Diagnosing Common Connectivity Issues

There are a variety of issues you could encounter while connecting to any online service, including Snowflake. For now, this topic focuses on issues with the certificate revocation list (CRL) or online certificate status protocol (OCSP) checks performed by Snowflake clients. As an integral component of securing communications, Snowflake clients verify the current validity of the signed Snowflake certificate issued by a trusted certificate authority (CA). If communication between the client and the CA or OCSP responder is blocked, an SSL error is generated.

Note also that all communication with Snowflake happens using port 443. However, CRL and OSCP certification checks are transmitted over port 80. If your workstation is behind a firewall, make sure that the network administrator for your organization has opened the firewall to traffic on ports 443 and 80.

In this Topic:

Step 1: Retrieve the CA Site and OCSP Responder URLs for Your SSL Certificate

View the URLs used by Snowflake for CRL and OCSP checks:

  1. In Google Chrome, log into your Snowflake account.

  2. Click More Tools » Developer Tools from the menu in the top-right corner.

  3. Click on the Security tab.

  4. Click the View certificate button.

  5. Expand the Details section.

  6. Locate and make note of the following URLs:

    • CRL Distribution Points
    • Online Certificate Status Protocol

Next, test your ability to access the URLs. Various network issues could prevent the Snowflake client from accessing the URLs. For example, your firewall may be blocking access to the sites used by Snowflake.

Step 2: Test the URLs by Verifying Communication with the Sites

Complete the steps for your operating system to check whether you can reach the URLs you retrieved in Step 1.

Windows

  1. Open a PowerShell window on the host where the connectivity problem persists.

  2. Execute the following commands.
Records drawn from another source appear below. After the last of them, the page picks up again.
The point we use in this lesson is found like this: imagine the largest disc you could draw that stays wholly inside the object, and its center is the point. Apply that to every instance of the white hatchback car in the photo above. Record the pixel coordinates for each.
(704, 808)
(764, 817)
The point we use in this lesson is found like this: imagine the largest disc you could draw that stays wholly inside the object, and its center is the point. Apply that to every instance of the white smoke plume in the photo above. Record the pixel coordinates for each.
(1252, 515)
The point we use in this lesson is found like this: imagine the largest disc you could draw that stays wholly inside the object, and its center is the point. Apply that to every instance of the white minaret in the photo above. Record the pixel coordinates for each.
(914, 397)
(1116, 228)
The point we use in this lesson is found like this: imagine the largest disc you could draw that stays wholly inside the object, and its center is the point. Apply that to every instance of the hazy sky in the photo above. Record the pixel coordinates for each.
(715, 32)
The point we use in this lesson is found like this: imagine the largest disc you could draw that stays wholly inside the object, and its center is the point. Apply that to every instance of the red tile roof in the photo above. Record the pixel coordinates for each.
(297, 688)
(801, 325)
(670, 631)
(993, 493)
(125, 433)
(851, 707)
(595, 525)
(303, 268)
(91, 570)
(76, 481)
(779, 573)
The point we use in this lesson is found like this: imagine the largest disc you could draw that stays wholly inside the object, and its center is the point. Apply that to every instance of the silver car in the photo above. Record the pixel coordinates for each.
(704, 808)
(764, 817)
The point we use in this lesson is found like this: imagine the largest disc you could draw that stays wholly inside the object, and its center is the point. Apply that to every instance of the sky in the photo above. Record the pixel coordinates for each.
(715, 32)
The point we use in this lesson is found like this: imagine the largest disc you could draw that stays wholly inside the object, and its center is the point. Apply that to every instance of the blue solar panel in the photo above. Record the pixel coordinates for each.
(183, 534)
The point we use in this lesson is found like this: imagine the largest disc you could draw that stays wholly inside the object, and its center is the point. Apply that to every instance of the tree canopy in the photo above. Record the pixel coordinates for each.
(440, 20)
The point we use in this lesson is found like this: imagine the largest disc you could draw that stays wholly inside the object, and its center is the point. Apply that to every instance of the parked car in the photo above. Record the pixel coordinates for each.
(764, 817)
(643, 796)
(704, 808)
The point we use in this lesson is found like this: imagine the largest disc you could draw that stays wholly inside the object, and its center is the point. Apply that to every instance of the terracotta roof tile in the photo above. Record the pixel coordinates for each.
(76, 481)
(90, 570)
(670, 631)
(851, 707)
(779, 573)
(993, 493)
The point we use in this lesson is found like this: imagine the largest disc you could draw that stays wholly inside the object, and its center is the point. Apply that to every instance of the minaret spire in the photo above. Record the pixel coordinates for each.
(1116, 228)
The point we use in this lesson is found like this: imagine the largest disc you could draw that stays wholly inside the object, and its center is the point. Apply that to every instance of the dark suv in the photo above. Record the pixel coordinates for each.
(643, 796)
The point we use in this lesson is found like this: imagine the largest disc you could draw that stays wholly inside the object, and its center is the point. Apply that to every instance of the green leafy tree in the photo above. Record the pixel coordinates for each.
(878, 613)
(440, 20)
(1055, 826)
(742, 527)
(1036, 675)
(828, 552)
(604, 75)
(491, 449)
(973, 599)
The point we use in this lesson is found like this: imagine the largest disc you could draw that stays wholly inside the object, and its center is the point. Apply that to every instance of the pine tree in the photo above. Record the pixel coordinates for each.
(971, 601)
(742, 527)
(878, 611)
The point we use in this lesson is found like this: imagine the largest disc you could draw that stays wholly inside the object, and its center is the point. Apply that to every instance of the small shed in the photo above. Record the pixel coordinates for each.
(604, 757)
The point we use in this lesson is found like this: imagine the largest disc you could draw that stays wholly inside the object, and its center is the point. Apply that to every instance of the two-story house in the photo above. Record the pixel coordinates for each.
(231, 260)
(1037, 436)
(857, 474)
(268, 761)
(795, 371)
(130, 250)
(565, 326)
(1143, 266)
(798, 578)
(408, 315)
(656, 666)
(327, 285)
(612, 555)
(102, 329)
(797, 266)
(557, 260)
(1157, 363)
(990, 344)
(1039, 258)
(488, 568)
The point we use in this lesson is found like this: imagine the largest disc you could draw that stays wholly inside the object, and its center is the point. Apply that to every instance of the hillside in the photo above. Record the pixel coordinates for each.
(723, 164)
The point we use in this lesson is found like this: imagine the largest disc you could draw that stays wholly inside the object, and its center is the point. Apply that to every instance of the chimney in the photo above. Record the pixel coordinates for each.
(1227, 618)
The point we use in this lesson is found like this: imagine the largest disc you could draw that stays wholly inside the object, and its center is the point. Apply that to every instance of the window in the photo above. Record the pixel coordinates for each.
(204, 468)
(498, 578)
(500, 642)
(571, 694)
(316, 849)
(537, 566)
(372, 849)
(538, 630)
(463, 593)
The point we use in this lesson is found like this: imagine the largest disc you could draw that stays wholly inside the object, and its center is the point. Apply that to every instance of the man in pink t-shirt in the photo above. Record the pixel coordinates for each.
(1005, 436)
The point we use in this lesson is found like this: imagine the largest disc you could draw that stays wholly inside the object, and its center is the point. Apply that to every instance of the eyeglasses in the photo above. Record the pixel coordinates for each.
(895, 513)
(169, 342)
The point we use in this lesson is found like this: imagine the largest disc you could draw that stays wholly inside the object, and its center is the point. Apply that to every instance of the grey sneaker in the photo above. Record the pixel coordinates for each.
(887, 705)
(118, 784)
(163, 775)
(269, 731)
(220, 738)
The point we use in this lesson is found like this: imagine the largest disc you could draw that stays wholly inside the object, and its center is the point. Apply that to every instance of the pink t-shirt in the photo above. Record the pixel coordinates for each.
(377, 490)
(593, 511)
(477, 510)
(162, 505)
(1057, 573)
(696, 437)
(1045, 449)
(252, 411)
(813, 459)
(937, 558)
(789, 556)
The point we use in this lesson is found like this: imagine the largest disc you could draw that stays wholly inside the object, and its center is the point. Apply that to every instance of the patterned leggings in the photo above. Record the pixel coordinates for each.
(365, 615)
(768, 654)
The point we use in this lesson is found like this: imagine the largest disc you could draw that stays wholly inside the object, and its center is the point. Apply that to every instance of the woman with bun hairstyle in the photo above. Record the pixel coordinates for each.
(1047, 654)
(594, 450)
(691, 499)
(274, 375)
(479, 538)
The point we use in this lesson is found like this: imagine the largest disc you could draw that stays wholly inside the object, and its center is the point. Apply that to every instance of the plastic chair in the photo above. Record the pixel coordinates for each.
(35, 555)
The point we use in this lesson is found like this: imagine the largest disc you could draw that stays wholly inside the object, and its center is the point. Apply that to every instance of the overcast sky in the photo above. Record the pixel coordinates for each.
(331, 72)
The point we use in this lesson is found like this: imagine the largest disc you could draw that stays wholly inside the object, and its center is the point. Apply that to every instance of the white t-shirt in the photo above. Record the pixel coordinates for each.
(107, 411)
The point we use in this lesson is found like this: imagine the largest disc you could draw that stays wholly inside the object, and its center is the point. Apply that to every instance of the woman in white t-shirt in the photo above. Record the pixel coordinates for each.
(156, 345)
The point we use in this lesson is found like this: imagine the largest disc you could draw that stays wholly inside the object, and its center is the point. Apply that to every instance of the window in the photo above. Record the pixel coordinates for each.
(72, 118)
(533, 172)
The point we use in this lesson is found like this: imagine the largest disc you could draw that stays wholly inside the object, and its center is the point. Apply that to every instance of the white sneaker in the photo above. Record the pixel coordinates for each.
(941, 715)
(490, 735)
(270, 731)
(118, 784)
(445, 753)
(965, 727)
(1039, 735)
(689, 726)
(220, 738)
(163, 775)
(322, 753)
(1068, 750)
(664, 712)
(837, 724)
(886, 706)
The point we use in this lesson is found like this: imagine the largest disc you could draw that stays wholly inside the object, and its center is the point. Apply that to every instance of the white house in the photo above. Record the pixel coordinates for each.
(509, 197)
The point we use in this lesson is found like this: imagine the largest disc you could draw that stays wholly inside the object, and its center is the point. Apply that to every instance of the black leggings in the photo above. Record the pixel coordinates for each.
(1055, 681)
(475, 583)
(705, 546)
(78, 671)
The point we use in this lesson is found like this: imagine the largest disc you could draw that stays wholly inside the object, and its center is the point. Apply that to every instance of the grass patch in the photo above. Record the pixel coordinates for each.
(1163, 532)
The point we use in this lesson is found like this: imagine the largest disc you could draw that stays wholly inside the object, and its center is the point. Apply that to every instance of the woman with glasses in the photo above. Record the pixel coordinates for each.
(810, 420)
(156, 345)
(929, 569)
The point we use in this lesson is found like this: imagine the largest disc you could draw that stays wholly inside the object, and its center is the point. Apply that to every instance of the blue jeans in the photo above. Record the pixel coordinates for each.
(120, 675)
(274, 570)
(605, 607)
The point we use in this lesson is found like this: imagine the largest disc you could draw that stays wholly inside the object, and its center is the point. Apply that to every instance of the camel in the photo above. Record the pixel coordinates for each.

The Invoke-WebRequest command sends an HTTP request to a web page or web service and returns a response.

    Invoke-WebRequest -Outfile crl_test.html <crl_url>
    
    Invoke-WebRequest <ocsp_url>
    

    Where:

    • crl_url is the CRL Distribution Points URL you retrieved. Input the entire URL path, e.g. http://crl.netsolssl.com/NetworkSolutionsOVServerCA2.crl.
    • ocsp_url is the Online Certificate Status Protocol URL you retrieved.

    If the commands return an error, report the issue to your network administrator to diagnose further.

Linux or Mac OS

  1. Open a terminal on the host where the connectivity problem persists.

  2. Execute the following commands:

    curl -I <crl_url>
    
    curl -I <ocsp_url>
    

    Where:

    • crl_url is the CRL Distribution Points URL you retrieved. Input the entire URL path, e.g. http://crl.netsolssl.com/NetworkSolutionsOVServerCA2.crl.
    • ocsp_url is the Online Certificate Status Protocol URL you retrieved.

    If the command returns an error, report the issue to your network administrator to diagnose further.

    If the command returns a status code other than 200, contact Snowflake Support.